"United we bargain, divided we beg."

Wednesday, June 22, 2016

Ill-Timed Harvest (Bowls of Cherries)

The cherry trees are loaded. The cherry harvest is nearly over, in fact - the cherries are early this year, as is all the fruit. We have been picking cherries off the low-hanging branches of our three cherry trees for a week or so. Today, though, it suddenly occurred to my husband that if we didn't pick the cherries - NOW! TODAY! - they would fall on the ground and be wasted while we are in Oaxaca. 

Waste is a cardinal sin in his moral universe, so he marshaled the troops and drove the Case loader into the orchard. He lifted the girls in the loader up to the higher branches and told them to get picking. Within an hour, they had brought some twenty pounds of cherries into the house. These are Rainiers, beautiful yellow cherries with a pink blush. Rainier are the most highly prized local cherry, commanding a premium at the grocery store. Myself, I actually prefer the black cherries like Bings. I think they have a deeper, more intense flavor. 

No matter how much we enjoy them, however, it's unlikely we will be able to eat twenty pounds of fresh cherries by tomorrow night. I haven't got the time to try and process them. I don't even know how to process fresh cherries, other than by pitting them and submerging them in a jar of 100 proof vodka. So I think we will simply eat as many as we can and send the rest to the compost pile. 

When we planned this trip, I knew we would be missing strawberry season and raspberry season, but I assumed we would be home before the blueberry harvest and certainly before the would blackberries were ripe. Now I don't know - the blueberry U-pick farms are open already and the blackberries are already in the hard green stage.

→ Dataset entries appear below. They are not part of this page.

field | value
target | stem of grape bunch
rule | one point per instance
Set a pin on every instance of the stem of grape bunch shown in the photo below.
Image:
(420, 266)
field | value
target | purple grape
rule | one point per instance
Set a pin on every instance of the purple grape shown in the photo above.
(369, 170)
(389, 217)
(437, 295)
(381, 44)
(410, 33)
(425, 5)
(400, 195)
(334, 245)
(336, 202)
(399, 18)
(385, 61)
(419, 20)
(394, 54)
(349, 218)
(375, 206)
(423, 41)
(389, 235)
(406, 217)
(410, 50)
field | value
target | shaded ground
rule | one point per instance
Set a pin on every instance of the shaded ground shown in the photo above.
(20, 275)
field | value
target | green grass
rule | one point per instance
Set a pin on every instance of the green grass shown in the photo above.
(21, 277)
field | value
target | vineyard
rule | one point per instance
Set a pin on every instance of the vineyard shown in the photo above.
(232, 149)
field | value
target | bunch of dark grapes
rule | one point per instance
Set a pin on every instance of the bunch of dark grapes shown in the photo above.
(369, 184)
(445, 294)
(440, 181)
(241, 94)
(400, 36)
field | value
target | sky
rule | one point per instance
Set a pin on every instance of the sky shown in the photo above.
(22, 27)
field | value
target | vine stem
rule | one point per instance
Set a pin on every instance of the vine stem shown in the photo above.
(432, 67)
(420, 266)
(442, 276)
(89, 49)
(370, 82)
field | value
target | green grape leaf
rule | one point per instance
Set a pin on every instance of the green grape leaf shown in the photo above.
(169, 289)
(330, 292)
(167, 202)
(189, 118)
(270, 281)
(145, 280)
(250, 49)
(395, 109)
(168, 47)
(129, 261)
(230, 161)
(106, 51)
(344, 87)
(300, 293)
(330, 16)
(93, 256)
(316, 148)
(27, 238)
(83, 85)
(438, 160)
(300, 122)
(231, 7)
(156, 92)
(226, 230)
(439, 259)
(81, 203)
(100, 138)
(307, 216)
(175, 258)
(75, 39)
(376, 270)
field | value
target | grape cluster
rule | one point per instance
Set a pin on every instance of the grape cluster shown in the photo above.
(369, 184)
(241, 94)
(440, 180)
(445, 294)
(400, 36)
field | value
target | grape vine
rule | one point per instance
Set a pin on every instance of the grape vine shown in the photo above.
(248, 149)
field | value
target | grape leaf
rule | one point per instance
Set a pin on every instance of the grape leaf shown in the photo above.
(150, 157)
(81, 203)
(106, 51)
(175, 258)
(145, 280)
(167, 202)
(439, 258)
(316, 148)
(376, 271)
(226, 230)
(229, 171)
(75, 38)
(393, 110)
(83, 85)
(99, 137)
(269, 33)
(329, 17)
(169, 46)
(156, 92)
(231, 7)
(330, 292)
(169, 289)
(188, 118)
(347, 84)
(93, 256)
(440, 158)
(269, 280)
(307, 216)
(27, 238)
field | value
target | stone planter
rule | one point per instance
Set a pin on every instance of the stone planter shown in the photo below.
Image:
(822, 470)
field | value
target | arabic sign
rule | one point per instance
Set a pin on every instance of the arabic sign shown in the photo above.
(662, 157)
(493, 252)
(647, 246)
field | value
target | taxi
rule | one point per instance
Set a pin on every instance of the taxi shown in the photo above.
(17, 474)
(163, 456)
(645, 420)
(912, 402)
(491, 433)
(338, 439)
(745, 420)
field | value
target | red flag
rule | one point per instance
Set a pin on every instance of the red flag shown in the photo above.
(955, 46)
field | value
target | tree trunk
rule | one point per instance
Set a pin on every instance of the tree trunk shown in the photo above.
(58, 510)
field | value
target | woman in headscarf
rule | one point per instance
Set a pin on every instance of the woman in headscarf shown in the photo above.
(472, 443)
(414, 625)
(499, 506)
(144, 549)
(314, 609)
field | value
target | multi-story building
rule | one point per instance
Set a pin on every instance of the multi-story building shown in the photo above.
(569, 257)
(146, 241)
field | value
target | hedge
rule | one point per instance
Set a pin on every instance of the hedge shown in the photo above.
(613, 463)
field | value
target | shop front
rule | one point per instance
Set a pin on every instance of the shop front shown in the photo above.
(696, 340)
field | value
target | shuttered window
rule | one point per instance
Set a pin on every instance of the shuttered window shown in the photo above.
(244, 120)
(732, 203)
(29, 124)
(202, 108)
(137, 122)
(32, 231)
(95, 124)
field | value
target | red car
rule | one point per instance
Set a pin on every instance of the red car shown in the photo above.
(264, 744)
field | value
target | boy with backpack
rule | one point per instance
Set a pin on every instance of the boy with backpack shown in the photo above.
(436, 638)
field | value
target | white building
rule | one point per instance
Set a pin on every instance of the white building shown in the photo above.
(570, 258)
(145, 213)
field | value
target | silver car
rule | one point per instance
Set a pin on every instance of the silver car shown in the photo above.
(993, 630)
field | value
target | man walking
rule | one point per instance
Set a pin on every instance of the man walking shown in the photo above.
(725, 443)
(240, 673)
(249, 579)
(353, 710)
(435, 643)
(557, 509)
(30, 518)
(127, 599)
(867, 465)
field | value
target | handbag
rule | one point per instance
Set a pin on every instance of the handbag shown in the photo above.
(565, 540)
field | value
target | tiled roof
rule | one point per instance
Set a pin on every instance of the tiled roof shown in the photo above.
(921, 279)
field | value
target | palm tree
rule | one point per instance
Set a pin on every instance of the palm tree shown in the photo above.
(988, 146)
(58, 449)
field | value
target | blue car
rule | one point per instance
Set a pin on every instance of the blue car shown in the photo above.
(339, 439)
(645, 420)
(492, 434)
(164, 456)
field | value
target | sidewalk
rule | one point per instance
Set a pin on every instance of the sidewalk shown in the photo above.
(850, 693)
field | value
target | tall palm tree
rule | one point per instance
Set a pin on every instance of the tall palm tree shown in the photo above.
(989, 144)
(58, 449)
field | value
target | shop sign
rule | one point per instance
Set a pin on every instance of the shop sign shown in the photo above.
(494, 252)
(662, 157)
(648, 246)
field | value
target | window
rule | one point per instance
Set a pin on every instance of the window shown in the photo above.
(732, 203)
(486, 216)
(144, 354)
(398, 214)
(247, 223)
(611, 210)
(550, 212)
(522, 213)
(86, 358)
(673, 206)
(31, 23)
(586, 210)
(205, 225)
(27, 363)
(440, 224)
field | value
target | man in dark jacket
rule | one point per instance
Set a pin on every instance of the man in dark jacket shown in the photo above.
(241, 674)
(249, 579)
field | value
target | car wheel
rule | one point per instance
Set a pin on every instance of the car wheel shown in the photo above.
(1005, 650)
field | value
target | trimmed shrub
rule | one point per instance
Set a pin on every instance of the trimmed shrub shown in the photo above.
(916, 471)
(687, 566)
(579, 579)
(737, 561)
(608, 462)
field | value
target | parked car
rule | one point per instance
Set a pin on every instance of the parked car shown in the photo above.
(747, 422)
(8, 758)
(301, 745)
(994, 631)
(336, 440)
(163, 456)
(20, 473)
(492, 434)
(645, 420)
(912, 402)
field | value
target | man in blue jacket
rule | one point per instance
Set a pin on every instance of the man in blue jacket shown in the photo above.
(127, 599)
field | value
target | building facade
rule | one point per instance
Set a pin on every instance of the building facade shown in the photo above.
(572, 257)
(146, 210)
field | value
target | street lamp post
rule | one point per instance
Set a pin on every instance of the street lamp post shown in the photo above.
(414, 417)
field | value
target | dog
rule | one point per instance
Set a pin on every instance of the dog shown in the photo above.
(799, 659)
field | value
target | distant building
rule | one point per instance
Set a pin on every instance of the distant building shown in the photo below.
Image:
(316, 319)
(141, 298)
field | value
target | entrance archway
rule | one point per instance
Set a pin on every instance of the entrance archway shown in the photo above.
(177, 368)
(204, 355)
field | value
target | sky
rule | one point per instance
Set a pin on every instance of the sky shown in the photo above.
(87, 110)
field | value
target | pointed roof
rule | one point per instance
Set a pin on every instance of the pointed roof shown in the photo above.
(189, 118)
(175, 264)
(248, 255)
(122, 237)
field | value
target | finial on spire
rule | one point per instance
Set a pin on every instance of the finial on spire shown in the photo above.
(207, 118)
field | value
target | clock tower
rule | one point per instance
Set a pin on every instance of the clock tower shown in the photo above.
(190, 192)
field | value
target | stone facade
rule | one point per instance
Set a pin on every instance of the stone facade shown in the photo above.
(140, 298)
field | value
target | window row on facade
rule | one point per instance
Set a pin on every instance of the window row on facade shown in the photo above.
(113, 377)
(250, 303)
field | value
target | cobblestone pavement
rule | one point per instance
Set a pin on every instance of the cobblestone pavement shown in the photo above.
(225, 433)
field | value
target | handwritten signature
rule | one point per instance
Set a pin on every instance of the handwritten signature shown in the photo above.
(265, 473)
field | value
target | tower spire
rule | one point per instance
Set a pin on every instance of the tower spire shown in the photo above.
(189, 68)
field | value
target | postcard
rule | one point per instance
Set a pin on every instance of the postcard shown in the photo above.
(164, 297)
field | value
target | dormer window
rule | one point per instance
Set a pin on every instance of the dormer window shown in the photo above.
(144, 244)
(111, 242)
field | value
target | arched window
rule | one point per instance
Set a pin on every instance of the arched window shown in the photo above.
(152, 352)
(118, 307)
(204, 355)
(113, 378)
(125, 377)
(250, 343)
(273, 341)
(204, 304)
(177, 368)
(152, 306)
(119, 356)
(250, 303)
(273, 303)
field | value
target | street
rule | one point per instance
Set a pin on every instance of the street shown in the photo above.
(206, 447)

We may miss berry season entirely. 

All the more reason to gorge ourselves on cherries right now. 


Laura said...

No! Make jam! I make Cherry/Basil jam with Raniers - make jam according to your recipe, then before you pour the hot jam into the jars, tear up 3-4 large basil leaves (or equivalent amount of small ones), into the bottom of the jar. Add Jam. Process in waterbath according to your altitude. It's awesome. You can also pit them and freeze them, and make jam later.